言われて見れば、いかにも探偵らしい雰囲気を纏っているように思えた。
「―――そうですか。まぁ立ち話もなんですから―――」
「いや、別に良い。そんな長い話じゃない。」
そう言って向かえようとした新一を、小五郎は制した。
「大したことじゃないんだがな―――おまえ、最近蘭に会わなかったか?」
「―――ええ。会いましたけど。」
「そうか。」
小五郎が頭を掻く。蘭の事かと思うと、新一は気が滅入った。が、聞かないわけにもいかない。
「今更言うまでもないかもしれんが―――蘭の事、しっかり頼むぞ。」
「――――え?」
「え、じゃねえよ。何かあったんだろうが?―――全く、あそこまで落ちこまれると仕事になりゃしねえ。」
名探偵が、苦笑する。多少はにかんでいるようにも見えた。
「分かるだろ?―――アイツがあんなだと、英理の奴に合わす顔がなくてな。
―――この天下の『眠りの小五郎』が、だ。」
「――――すいません。」
「おう。しっかり頼むぜ。――――ああ、そうそう。」
それだけ言って、帰ろうとした足を、小五郎は止め、振りかえった。打って変わって、真剣な表情で。
「三年前ぐらいまでか―――俺が事件に出くわすと、必ず現場をうろついてるガキがいてな。

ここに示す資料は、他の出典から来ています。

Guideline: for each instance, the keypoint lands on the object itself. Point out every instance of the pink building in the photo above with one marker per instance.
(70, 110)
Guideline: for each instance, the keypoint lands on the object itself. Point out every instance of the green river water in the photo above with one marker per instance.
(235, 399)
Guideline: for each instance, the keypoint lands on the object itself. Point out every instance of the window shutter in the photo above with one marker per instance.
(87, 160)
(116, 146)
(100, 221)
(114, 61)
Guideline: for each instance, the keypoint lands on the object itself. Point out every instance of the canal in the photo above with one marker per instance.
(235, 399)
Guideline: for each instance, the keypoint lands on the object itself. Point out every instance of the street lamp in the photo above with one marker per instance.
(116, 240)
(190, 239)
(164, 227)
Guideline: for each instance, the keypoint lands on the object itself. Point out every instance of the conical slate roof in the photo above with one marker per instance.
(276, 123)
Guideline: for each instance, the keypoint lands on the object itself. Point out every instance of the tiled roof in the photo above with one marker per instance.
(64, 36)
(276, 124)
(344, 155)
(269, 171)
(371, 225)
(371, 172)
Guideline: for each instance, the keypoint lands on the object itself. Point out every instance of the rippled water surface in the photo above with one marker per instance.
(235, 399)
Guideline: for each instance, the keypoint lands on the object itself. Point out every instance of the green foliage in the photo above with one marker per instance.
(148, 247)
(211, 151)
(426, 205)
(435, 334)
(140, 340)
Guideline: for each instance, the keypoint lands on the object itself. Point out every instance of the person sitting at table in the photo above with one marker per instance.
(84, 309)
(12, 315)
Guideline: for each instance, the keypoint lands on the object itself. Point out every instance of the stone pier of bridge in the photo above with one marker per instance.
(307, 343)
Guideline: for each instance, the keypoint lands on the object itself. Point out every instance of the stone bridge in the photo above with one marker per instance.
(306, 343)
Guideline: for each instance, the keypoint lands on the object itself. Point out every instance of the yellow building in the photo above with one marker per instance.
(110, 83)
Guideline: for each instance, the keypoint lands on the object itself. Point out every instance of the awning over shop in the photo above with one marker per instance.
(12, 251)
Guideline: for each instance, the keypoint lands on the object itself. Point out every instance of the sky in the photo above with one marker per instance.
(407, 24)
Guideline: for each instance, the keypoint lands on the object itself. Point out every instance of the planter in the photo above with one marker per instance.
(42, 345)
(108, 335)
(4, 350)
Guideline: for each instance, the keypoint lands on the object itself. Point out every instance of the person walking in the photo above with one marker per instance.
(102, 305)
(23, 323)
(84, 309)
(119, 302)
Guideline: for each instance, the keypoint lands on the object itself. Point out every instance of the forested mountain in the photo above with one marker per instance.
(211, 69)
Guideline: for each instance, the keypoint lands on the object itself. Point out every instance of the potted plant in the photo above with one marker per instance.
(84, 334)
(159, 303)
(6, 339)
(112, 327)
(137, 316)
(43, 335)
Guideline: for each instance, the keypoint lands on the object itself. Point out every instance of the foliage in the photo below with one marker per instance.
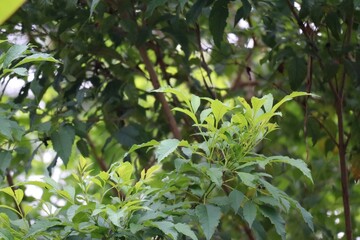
(113, 52)
(213, 176)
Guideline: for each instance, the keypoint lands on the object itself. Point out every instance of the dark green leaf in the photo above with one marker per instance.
(186, 230)
(195, 10)
(275, 219)
(94, 3)
(217, 20)
(152, 5)
(243, 12)
(83, 147)
(333, 23)
(41, 226)
(209, 217)
(15, 52)
(63, 140)
(215, 175)
(5, 160)
(166, 227)
(236, 198)
(296, 69)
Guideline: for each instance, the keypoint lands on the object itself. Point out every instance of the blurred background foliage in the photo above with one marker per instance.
(96, 101)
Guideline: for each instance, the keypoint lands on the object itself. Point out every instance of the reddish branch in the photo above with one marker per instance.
(338, 92)
(160, 96)
(11, 184)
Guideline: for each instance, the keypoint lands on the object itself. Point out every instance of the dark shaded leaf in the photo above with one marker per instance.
(217, 20)
(63, 140)
(243, 12)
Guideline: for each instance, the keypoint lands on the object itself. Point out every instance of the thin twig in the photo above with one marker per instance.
(160, 96)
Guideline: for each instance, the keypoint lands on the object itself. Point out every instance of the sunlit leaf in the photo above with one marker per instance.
(217, 20)
(249, 212)
(186, 230)
(165, 148)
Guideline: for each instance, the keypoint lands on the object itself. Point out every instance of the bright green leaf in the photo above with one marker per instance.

まあ色々と手を焼いたもんだが、中々勘の良いガキで、なんだかんだで事件の事が良く分かってた。」
「―――コナン君の事ですね。」
「そう、おまえにそっくりなあのガキだ。――――今、何処にいるか知ってるか?」
ここに。あなたの目の前に、とは言えなかった。そして、多分この探偵は知っていたのだ、とも思った。
あるいは一番始めから、全部。
「いえ。―――海外の両親の所に帰ってからは、連絡もありません。」
「そうか―――。一度会いたいもんだな。―――ああ、悪い。邪魔したな。後、たまには事務所にも顔を出せ。」
それだけ言い残すと、小五郎は去っていった。新一も知らない毛利小五郎。
彼の中では、この三年間が流れていたに違いない。
(凍った時の中にいた―――俺とは違って。)
閉めた扉に、背を預ける。涙が溢れた。訳もなく泣きたくなったのは、初めてだった。